The Employment Change released by the Australian Bureau of Statistics is a measure of the change in the number of employed people in Australia. The statistic is adjusted to remove the influence of seasonal trends. Generally speaking, a rise in Employment Change has positive implications for consumer spending, stimulates economic growth, and is bullish for the Australian Dollar (AUD). A low reading, on the other hand, is seen as bearish.
RBA FAQs
The Reserve Bank of Australia (RBA) sets interest rates and manages monetary policy for Australia. Decisions are made by a board of governors at 11 meetings a year and ad hoc emergency meetings as required. The RBA’s primary mandate is to maintain price stability, which means an inflation rate of 2-3%, but also “..to contribute to the stability of the currency, full employment, and the economic prosperity and welfare of the Australian people.” Its main tool for achieving this is by raising or lowering interest rates. Relatively high interest rates will strengthen the Australian Dollar (AUD) and vice versa. Other RBA tools include quantitative easing and tightening.

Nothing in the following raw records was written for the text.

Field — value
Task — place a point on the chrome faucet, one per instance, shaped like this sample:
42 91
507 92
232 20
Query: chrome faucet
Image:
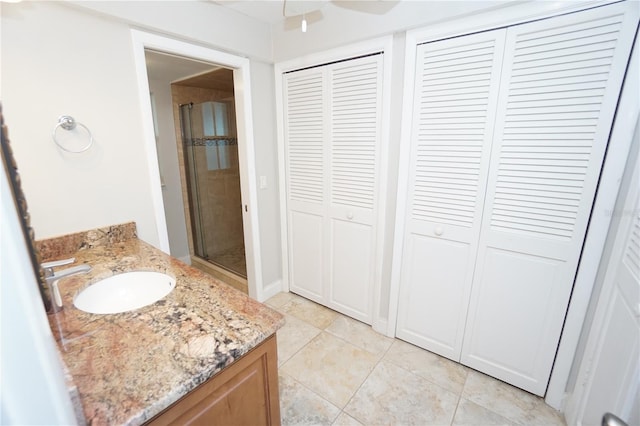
52 278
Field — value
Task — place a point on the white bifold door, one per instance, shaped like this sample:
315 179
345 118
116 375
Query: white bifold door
510 128
332 145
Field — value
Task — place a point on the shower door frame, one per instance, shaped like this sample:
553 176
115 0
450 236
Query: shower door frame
246 150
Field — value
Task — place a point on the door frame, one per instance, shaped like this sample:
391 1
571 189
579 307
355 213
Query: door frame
246 150
612 169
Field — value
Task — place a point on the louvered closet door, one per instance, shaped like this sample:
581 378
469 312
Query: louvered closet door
306 173
560 84
454 110
355 89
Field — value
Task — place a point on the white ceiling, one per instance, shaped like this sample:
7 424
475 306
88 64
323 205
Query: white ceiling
277 11
269 11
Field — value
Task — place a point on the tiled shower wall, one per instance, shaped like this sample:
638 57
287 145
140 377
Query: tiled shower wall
220 201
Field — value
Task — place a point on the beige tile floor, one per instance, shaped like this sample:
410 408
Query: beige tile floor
334 370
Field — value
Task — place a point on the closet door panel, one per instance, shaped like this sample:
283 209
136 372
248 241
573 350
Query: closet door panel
560 85
355 96
306 174
306 257
351 269
455 98
433 322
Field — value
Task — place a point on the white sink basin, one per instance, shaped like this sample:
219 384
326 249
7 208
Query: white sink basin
124 292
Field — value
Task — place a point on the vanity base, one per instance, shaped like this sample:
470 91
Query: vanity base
244 393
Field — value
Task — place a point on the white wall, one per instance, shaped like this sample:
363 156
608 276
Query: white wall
57 61
266 152
77 60
202 21
335 26
169 169
33 388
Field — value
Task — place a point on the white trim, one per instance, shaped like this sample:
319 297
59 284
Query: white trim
610 179
272 289
380 44
576 400
246 153
609 183
517 14
403 179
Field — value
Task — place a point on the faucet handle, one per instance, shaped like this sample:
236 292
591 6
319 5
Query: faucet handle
55 263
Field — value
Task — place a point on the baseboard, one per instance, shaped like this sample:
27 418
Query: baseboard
271 290
382 326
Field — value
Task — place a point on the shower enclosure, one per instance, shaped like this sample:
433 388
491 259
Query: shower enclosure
213 183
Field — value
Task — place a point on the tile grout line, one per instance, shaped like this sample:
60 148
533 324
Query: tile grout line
364 381
316 394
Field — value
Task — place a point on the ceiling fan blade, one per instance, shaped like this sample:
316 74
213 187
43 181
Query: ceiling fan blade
301 7
375 7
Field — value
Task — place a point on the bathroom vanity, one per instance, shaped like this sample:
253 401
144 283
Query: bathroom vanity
205 352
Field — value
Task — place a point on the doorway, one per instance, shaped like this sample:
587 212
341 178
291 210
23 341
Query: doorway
238 67
210 154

While inflation had always traditionally been thought of as a negative factor for currencies since it lowers the value of money in general, the opposite has actually been the case in modern times with the relaxation of cross-border capital controls. Moderately higher inflation now tends to lead central banks to put up their interest rates, which in turn has the effect of attracting more capital inflows from global investors seeking a lucrative place to keep their money. This increases demand for the local currency, which in the case of Australia is the Aussie Dollar.
Macroeconomic data gauges the health of an economy and can have an impact on the value of its currency. Investors prefer to invest their capital in economies that are safe and growing rather than precarious and shrinking. Greater capital inflows increase the aggregate demand and value of the domestic currency. Classic indicators, such as GDP, Manufacturing and Services PMIs, employment, and consumer sentiment surveys can influence AUD. A strong economy may encourage the Reserve Bank of Australia to put up interest rates, also supporting AUD.
Quantitative Easing (QE) is a tool used in extreme situations when lowering interest rates is not enough to restore the flow of credit in the economy. QE is the process by which the Reserve Bank of Australia (RBA) prints Australian Dollars (AUD) for the purpose of buying assets – usually government or corporate bonds – from financial institutions, thereby providing them with much-needed liquidity. QE usually results in a weaker AUD.
Quantitative tightening (QT) is the reverse of QE. It is undertaken after QE when an economic recovery is underway and inflation starts rising. Whilst in QE the Reserve Bank of Australia (RBA) purchases government and corporate bonds from financial institutions to provide them with liquidity, in QT the RBA stops buying more assets, and stops reinvesting the principal maturing on the bonds it already holds. It would be positive (or bullish) for the Australian Dollar.